Azore Opio With Reports From Churchill Samba*
10 March 2008
opinion
It has been a scary week for some youths and their parents as the state installed kangaroo courts to hastily try youths troops picked at random during the recent transporters' strike.
The sorry episode has left people wondering at the insensibility of the authorities.Troops went out of their way to stampede citizens who had fled from the furious strikers as well as the ferocious anti-riot squads.
Reports from various quarters bore testimony to the troops breaking open doors or windows and hurling teargas canisters into the house, then shutting the doors. One can only imagine the agony of the occupants.
Most of the youths (14 to 20 years old) now incarcerated in various police dungeons were victims of circumstances. In Buea, when the strike started off, the town was calm; there was no movement. Only a few schoolchildren who had unsuspectingly gone to school trod back home.
But sometime in the afternoon, the troops began firing teargas in the air; at nothing. Reason; if they did not do that the authorities would say they were not working. This, the schoolchildren reported.

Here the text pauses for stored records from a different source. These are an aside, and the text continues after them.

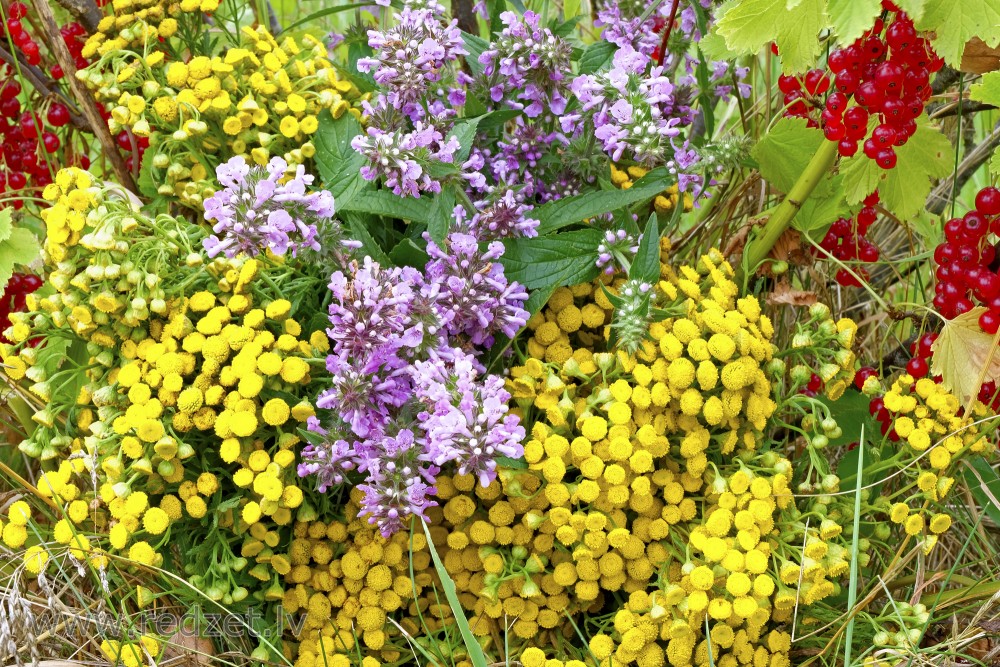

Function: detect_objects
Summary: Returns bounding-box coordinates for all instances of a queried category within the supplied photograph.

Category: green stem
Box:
[739,141,837,282]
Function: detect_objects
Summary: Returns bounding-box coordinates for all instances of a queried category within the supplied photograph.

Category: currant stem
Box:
[738,141,838,282]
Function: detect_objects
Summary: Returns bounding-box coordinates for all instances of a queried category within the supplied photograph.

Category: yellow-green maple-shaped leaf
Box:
[931,306,1000,405]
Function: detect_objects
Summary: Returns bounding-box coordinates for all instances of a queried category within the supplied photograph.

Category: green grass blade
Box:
[420,521,489,667]
[844,424,865,667]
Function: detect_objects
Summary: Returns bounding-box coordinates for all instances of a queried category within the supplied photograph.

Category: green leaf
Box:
[448,116,482,164]
[915,0,1000,68]
[341,190,432,222]
[500,229,602,289]
[0,228,42,296]
[826,0,882,44]
[896,0,927,21]
[792,175,850,236]
[389,239,431,269]
[524,285,556,317]
[347,42,378,93]
[414,518,489,667]
[750,117,826,192]
[281,2,371,33]
[580,41,618,74]
[717,0,830,74]
[313,110,366,209]
[344,213,392,266]
[969,72,1000,106]
[0,207,14,243]
[427,185,455,246]
[840,124,954,220]
[531,167,669,234]
[628,213,660,285]
[462,32,496,76]
[479,109,521,132]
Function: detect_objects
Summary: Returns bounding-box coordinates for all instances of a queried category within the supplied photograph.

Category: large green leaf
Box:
[827,0,882,44]
[840,124,954,220]
[313,110,366,209]
[716,0,830,74]
[500,229,602,289]
[751,117,826,192]
[341,190,432,223]
[792,174,850,238]
[580,41,618,74]
[531,168,669,234]
[916,0,1000,67]
[628,213,660,285]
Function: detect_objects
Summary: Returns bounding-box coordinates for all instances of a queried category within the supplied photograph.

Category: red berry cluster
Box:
[934,187,1000,334]
[822,0,944,169]
[819,190,880,287]
[0,1,90,208]
[0,273,43,343]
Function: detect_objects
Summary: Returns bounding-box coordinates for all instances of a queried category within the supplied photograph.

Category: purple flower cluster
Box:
[204,156,334,257]
[455,188,538,241]
[597,229,641,275]
[479,11,573,118]
[299,211,528,535]
[562,46,693,166]
[358,3,468,121]
[351,121,459,197]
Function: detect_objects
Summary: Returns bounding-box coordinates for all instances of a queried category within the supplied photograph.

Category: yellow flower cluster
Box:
[81,15,361,208]
[611,164,694,214]
[883,374,993,553]
[246,244,824,667]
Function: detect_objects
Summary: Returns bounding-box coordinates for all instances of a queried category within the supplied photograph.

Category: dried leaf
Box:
[160,622,215,667]
[768,229,810,266]
[961,37,1000,74]
[931,306,1000,405]
[767,278,818,306]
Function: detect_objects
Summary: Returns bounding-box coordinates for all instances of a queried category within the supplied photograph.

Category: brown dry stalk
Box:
[31,0,137,192]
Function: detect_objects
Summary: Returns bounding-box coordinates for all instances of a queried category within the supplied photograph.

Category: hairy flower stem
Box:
[737,141,837,282]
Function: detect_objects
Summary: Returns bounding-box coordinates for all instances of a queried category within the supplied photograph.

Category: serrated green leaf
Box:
[479,109,521,132]
[427,186,455,245]
[826,0,882,44]
[448,116,482,164]
[915,0,1000,68]
[840,124,954,220]
[312,110,367,209]
[580,41,618,74]
[462,32,490,76]
[628,213,660,285]
[895,0,927,21]
[750,117,826,192]
[500,229,602,289]
[344,213,392,266]
[792,175,850,232]
[716,0,830,74]
[531,167,669,234]
[969,72,1000,106]
[341,190,431,223]
[0,228,42,265]
[389,239,431,269]
[0,207,14,243]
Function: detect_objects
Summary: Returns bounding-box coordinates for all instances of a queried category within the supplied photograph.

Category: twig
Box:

On Wednesday, when the strike reached fever pitch, the older youths became artful dodgers. Frustrated by the hide and seek game, the troops started breaking into houses and picking just about anybody they found. They had to be seen to be working.
They whisked away young boys, beat their mothers and fathers, broke their pots and TV sets and radios and even stole some money whenever the occasion arose.A policeman who found a woman preparing a meal for her children hefted the pot off the fire and emptied it into the bush.
In nearly all the towns, similar stories were told. The troops missed the ringleaders and swooped on helpless youngsters. And now they are the ones in the dock facing the hastiest and probably the most convoluted trial.
In Yaounde, the "legal department" of a court hurriedly tried some of the "looters" and slammed them two-year jail terms each.In Buea, Limbe, Bamenda and Kumba all the accused persons do not have counsels. They said they were arrested from their homes at night after forces broke into their houses, and that they were tortured in detention to make confessional statements implicating themselves and others.